Pre-Deployment ML
Algorithm Tuning

Algorithm Tuning

Open In Colab (opens in a new tab)

Algorithm Tuning allows us to test different models on a given dataset, and helps to figure out which particular model gives the highest value of a user-defined performance metric on that particular dataset.

import turboml as tb
import pandas as pd
from sklearn import metrics

Dataset

We use our standard FraudDetection dataset for this example, exposed through the LocalDataset interface that can be used for tuning, and also configure the dataset to indicate the column with the primary key.

For this example, we use the first 100k rows.

transactions = tb.datasets.FraudDetectionDatasetFeatures()
labels = tb.datasets.FraudDetectionDatasetLabels()
transactions_100k = transactions[:100000]
labels_100k = labels[:100000]
 
numerical_fields = [
    "transactionAmount",
]
categorical_fields = ["digitalItemCount", "physicalItemCount", "isProxyIP"]
inputs = transactions_100k.get_model_inputs(
    numerical_fields=numerical_fields, categorical_fields=categorical_fields
)
label = labels_100k.get_model_labels(label_field="is_fraud")

Training/Tuning

We will be comparing the Neural Network and Hoeffding Tree Classifier, and the metric we will be optimizing is accuracy.

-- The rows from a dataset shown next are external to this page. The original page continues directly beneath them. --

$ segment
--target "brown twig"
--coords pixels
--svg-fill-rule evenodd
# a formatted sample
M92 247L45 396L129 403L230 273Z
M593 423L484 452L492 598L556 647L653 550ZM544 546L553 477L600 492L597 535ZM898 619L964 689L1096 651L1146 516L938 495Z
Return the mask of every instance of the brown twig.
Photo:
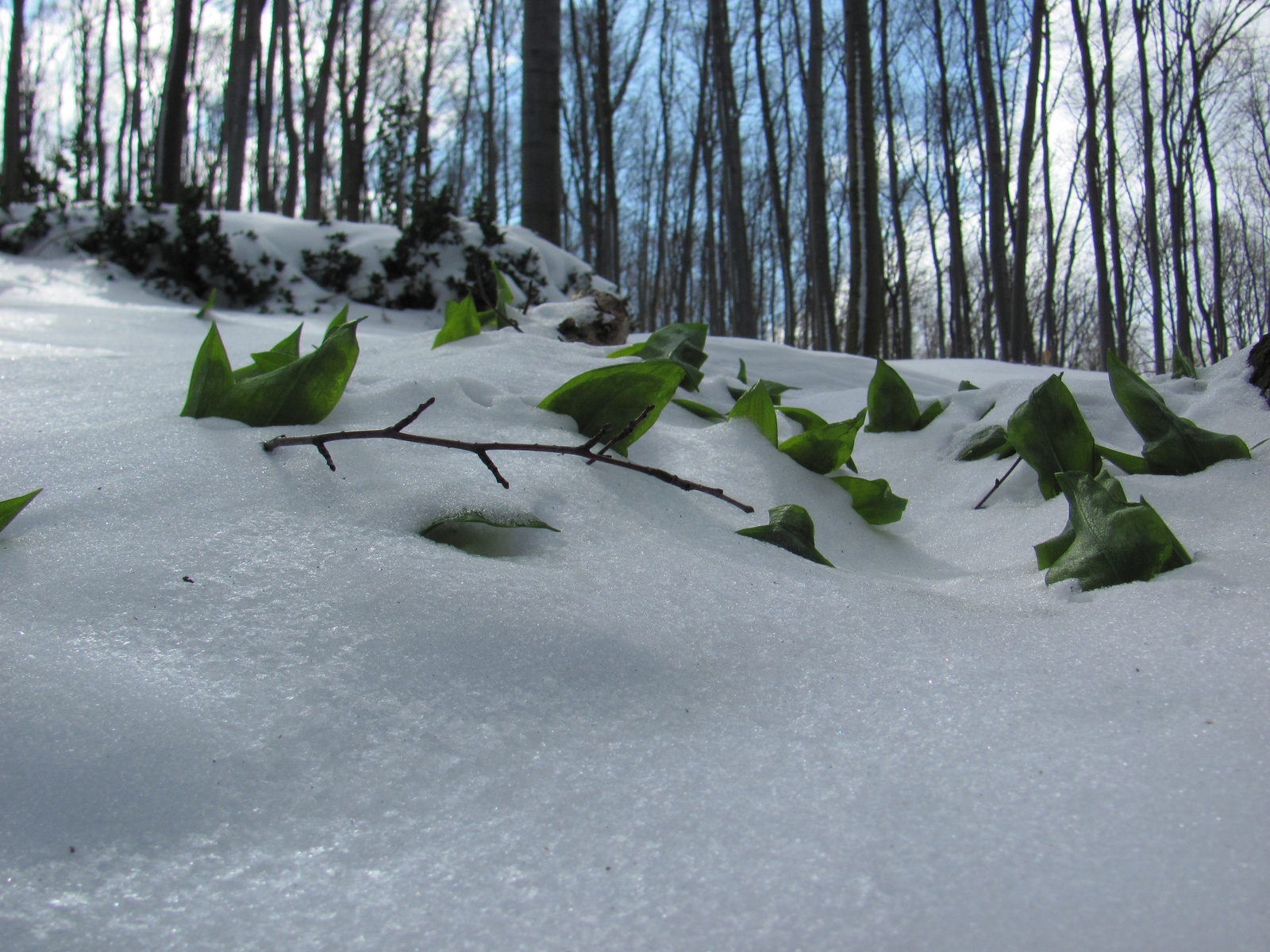
M744 513L754 512L754 506L747 505L744 503L733 499L721 489L715 489L714 486L705 486L700 482L686 480L682 476L676 476L673 472L667 472L665 470L658 470L657 467L653 466L643 466L640 463L632 463L630 459L622 459L620 457L612 457L612 456L602 456L601 453L603 452L603 449L599 453L597 453L593 449L593 447L601 439L603 439L605 434L608 432L607 428L601 429L599 433L597 433L594 437L592 437L585 443L582 443L580 446L551 446L547 443L472 443L464 439L444 439L442 437L417 437L413 433L401 432L403 428L408 426L410 423L418 419L419 414L422 414L424 410L432 406L432 404L433 400L428 400L428 402L420 404L419 409L417 409L404 420L401 420L398 424L394 424L392 426L387 426L386 429L382 430L342 430L339 433L318 433L314 434L312 437L282 435L265 440L260 446L264 447L264 452L267 453L272 453L278 447L302 447L302 446L316 447L318 452L323 454L323 458L326 459L326 465L331 470L335 468L335 462L330 458L330 452L326 449L326 444L334 443L335 440L340 439L396 439L403 443L422 443L423 446L429 446L429 447L443 447L446 449L462 449L465 452L474 453L476 458L479 458L483 463L485 463L485 466L489 467L489 471L494 473L494 479L497 479L504 489L511 487L511 484L505 479L503 479L503 473L498 471L498 467L494 466L494 461L489 458L489 454L493 452L556 453L558 456L579 456L588 463L608 463L610 466L620 466L624 470L634 470L635 472L641 472L645 476L652 476L653 479L660 480L662 482L668 482L672 486L678 486L686 493L688 491L705 493L707 496L721 499L723 501L730 503L732 505L737 506ZM630 433L634 432L635 426L639 425L639 421L643 420L650 413L650 410L652 407L645 410L635 420L627 424L618 434L618 437L615 438L611 443L608 443L605 447L605 449L608 449L610 446L620 442L626 435L630 435ZM1008 473L1006 475L1008 476Z
M998 489L1001 489L1001 484L1010 479L1010 473L1012 473L1015 471L1015 467L1019 466L1019 463L1021 463L1022 461L1024 461L1024 458L1019 457L1012 463L1010 463L1010 468L1006 470L1006 475L1002 476L999 480L997 480L996 482L992 484L992 489L988 490L987 495L984 495L983 499L980 499L978 503L975 503L974 508L975 509L983 509L983 504L988 501L988 499L992 496L993 493L996 493Z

Configuring the NN according to the dataset.

new_layer = tb.NNLayer(output_size=2)
 
nn = tb.NeuralNetwork()
nn.layers.append(new_layer)

The algorithm_tuning function takes in the models being tested as a list along with the metric to test against, and returns an object for the model which had the highest score for the given metric.

model_score_list = tb.algorithm_tuning(
    models_to_test=[
        tb.HoeffdingTreeClassifier(n_classes=2),
        nn,
    ],
    metric_to_optimize="accuracy",
    input=inputs,
    labels=label,
)
best_model, best_score = model_score_list[0]
best_model

Testing

After finding out the best performing model, we can use it normally for inference on the entire dataset and testing on more performance metrics.

transactions_test = transactions[100000:]
labels_test = labels[100000:]
features = transactions_test.get_model_inputs(
    numerical_fields=numerical_fields, categorical_fields=categorical_fields
)
 
outputs = best_model.predict(features)
print(
    "Accuracy: ",
    metrics.accuracy_score(labels_test.df["is_fraud"], outputs["predicted_class"]),
)
print("F1: ", metrics.f1_score(labels_test.df["is_fraud"], outputs["predicted_class"]))